Unpopular leaders punished at the polls in 2022 election

24 June 2022

Parties and politicians are now on notice.

Scott Morrison and Barnaby Joyce were the most unpopular leaders of any party since 1987, new analysis of the 2022 federal election from The Australian National University (ANU) shows.  

The findings come from the joint ANUpoll/Comparative Study of Electoral Systems survey of more than 3,500 voters, which examined Australians' political attitudes before and after the 21 May vote.

Study co-author Professor Ian McAllister said the findings show leaders were more important than in previous elections.

"Our findings show both Scott Morrison and Barnaby Joyce were very unpopular, and both were especially not popular with their own voters," Professor McAllister said.

"We also found Labor leader and new Prime Minister Anthony Albanese was moderately popular across the electorate."

According to the findings, Scott Morrison suffered a major decline in popularity between 2019 and 2022, making him the most unpopular Liberal Party leader since 1987 - with a rating of 3.6 out of 10.

Barnaby Joyce was the most unpopular Nationals leader since 1987, with a rating of 3 out of 10.

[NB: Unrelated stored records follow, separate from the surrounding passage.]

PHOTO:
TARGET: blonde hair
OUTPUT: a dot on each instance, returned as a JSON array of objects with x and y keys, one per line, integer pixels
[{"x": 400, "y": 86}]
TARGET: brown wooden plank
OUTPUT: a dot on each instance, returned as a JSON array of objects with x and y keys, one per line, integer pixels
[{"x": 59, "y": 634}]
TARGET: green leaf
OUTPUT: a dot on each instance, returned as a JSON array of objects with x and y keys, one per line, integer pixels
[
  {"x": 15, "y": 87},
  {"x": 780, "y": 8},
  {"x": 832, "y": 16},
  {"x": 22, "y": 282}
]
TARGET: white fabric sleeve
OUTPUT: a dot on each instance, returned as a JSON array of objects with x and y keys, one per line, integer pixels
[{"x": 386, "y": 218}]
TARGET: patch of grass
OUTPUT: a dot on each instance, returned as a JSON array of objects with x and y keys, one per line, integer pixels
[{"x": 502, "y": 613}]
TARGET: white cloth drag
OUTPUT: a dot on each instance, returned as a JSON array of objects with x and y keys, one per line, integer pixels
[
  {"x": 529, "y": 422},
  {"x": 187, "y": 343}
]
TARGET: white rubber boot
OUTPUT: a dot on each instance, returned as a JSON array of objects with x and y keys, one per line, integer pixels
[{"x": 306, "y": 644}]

"How the Coalition handled the COVID-19 pandemic was a major factor in determining their leaders' popularity among voters," Professor McAllister said.

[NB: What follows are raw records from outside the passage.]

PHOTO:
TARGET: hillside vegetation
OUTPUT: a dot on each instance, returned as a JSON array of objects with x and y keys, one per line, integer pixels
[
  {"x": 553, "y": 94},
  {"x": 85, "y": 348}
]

"Voters were divided on how well the government handled the pandemic. However, negative perceptions about the pandemic were channelled through Morrison's leadership and were a major drag on the Coalition vote."

The study also examined the impact of the so-called Teal independent candidates on the election outcome.

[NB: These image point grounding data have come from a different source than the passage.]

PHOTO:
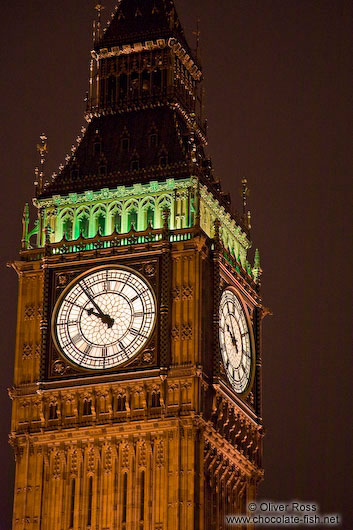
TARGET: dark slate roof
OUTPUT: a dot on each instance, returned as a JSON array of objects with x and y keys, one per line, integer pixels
[
  {"x": 141, "y": 20},
  {"x": 108, "y": 131}
]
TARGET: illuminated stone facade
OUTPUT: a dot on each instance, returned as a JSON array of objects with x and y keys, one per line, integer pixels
[{"x": 161, "y": 442}]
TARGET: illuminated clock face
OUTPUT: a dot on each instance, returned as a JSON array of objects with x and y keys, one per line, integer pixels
[
  {"x": 104, "y": 318},
  {"x": 234, "y": 338}
]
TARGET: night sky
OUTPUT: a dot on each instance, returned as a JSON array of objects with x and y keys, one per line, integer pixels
[{"x": 278, "y": 79}]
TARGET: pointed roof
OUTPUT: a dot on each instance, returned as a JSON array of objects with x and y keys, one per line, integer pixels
[{"x": 142, "y": 20}]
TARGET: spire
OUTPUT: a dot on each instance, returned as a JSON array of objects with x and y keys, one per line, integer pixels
[
  {"x": 137, "y": 21},
  {"x": 257, "y": 271},
  {"x": 42, "y": 149},
  {"x": 97, "y": 24},
  {"x": 245, "y": 192}
]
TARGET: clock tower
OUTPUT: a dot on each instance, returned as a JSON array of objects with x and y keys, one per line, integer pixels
[{"x": 137, "y": 384}]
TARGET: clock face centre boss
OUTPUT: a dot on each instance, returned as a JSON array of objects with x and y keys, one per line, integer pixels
[{"x": 104, "y": 318}]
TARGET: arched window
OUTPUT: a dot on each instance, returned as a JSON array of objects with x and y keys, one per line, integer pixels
[
  {"x": 101, "y": 224},
  {"x": 125, "y": 144},
  {"x": 145, "y": 81},
  {"x": 117, "y": 221},
  {"x": 150, "y": 216},
  {"x": 153, "y": 141},
  {"x": 156, "y": 401},
  {"x": 134, "y": 82},
  {"x": 111, "y": 90},
  {"x": 135, "y": 164},
  {"x": 142, "y": 497},
  {"x": 157, "y": 80},
  {"x": 68, "y": 227},
  {"x": 84, "y": 226},
  {"x": 72, "y": 502},
  {"x": 124, "y": 503},
  {"x": 132, "y": 219},
  {"x": 102, "y": 170},
  {"x": 123, "y": 85},
  {"x": 121, "y": 404},
  {"x": 87, "y": 407},
  {"x": 97, "y": 148},
  {"x": 90, "y": 498},
  {"x": 53, "y": 411},
  {"x": 74, "y": 173},
  {"x": 163, "y": 161}
]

"We found Teal voters appear to more likely be tactical Labor or Greens voters rather than dissatisfied Liberal voters," Professor McAllister said.

"Among Teal respondents, 35 per cent voted Labor in 2019, 23 per cent Green, and only 19 per cent had voted Liberal in 2019."

The study also took a deep dive into the policy issues that helped shape the election outcome and voters' decisions at the ballot box.

"We found there were four key policy areas where Coalition voters switched their allegiance this election," study co-author Professor Nicholas Biddle said.

"These include dealing with global climate change, improving disaster relief, improving the way the political system works in Australia, and addressing issues around race in this country.

"If the Labor Government is able to respond adequately to these policy areas that helped it win the election, then it will be very well placed to win the next federal election and consolidate major policy gains.

"If the Coalition opposition is able to turn the focus to the areas that helped it maintain its support, then the Albanese government may be lucky to win a second term."

Another key finding was policy played a significant role in determining how young people voted. PhD researcher Intifar Chowdhury said the youth vote was "especially powerful in Australia".

"Our findings shows young people are more inclined to cast their vote based on policy, rather than along partisan lines," she said.

"Millennials and Gen Z will make up about 44 per cent of the electorate in the future. This may lead to major generational replacement as the polls populate with more progressive, apartisan younger voters.

"Policy voting compared to partisan voting might become the norm in Australia. Parties and politicians are now on notice."

These findings and more are presented in a major symposium, Realignment or dealignment? Survey perspectives on the 2022 election, taking place at ANU on Friday 24 June.